[antlr-interest] ANTLR 3.0 tree construction proposal

Sun Jan 30 21:50:02 PST 2005

Well, I do have to respond.  For those interested in working with an
implementation of more complete functionality, I am hoping to release 2.8
this week.  Micheal Jor got the C# code generation working Saturday; I'm
folding in the 2.7.5 stuff now.  Open Channel has set up a website for the
release, but there are still some minor licensing issues to either fix or
live with.  This will be labeled a "beta" release; as soon as I get that
out, I can work with Marq and Wolfgang to get the python code generation
upgraded for tree rewriting.

2.8 tree construction has the following features:
1.)  Tree "actions":  ^{ <tree fragment spec> }
	Within a tree action, AST structures are specified in a notation
that mirrors tree walker syntax.  Tree actions support inline tree
construction; the contents of a tree action are added to the current tree
under construction.  [As a side note, the tree action syntax is most of the
complexity to which Ter refers to in his article--he prefers specifying the
complete output.  More on that below.]
2.)  Tree constructors:  ^( <root> <body> )
	Tree constructors can nest, and are recognized by #( <root> <body> )
constructs.
3.)  Node constructors:  ^[<node description>]
	Node constructors may appear either inside or outside a tree action
and are the mechanism for adding "imaginary" nodes.  Outside a tree action,
node constructors may be suffixed with ^ (^[...]^) to make it the root of
the current rule.
4.)  Alternatives and construction predicates:  ^{ {<test>}? A | B }
	Construction predicates are used to conditionally determine which
constructs to add to a tree.  They are the complement to semantic predicates
and are a way of capturing semantics in a tree syntax.  In the fragment, if
<test> is true, A is added to the tree under construction; otherwise, B is
added.
5.)  Restart tree:  { => <fragment> }
	Erase the partial tree already specified.  [I originally used
"RETURN" for lack of a better idea; I changed this to "=>" as part of the
discussions Ter and I had on his proposal.]
6.)  "Copy" and "Reuse":  AST construction control
	Copy duplicates a node and its children; Reuse (in 2.8) incorporates
an input tree fragment into an output tree.  For 3.0, it would make sense to
use "Copy" to replicate a payload (to allow later editing), and Reuse to
allow more than one reference to a single payload.
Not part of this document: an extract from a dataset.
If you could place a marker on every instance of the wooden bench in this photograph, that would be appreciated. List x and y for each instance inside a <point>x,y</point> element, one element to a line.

2.8 tree construction is slightly awkward because of a need to "!" nodes
that would be used in tree actions.  Otherwise, links are added in via
normal construction and you can get circular linkages.  This should be fixed
in 3.0; an efficient implementation is pretty straightforward following what
I have done in 2.8 with the addition of the payload and carrier AST
decomposition.

My objections to Ter's proposal are broader than he mentions.  I would add
4.)  His => syntax cannot be mixed with the current ^ and ! annotation.
Frankly, I consider having two distinct tree rewrite syntaxes to be a
kludge, at best.
5.)  Ambiguities result from using his => in the presence of alternatives
within a rule.  This is especially true if the alternatives contain similar
sets of tokens.  One possible solution is to use labels on nodes, but then
alternatives have to have distinct labels for nodes.  One of the features
that was very handy in PCCTS was that you could have a rule fragment like 
( a:A | a:B) and then reference a in an action (for 3.0, you could also
reference attributes of a).

The major functional difference between the two approaches is that Ter's
approach does not allow inline tree construction.  [He also has not yet
included construction predicates, although I think that I have him almost
convinced that they are essential.]  The "cost" of this restriction (what
Ter refers to as "complexity" is the use of ^{ ... } to enclose rewrites.  I
consider this crippling, but Ter's argument is that this is an aid to
understanding.  [I did point out that the last time I heard him use that
argument, predicate hoisting disappeared from 2.0.  He agreed. (:=< ]
However, I think that the "simplicity" may be illusory:  consider

Foo :
    A B
    (C | D | E) => C A B | D A B | E A B ;

Is (C D E) => intended as a syntactic predicate or not? Probably not, but I
do not think that it would be hard to construct an example that was truly
ambiguous to the human eye.  Is it a rewrite or a typo?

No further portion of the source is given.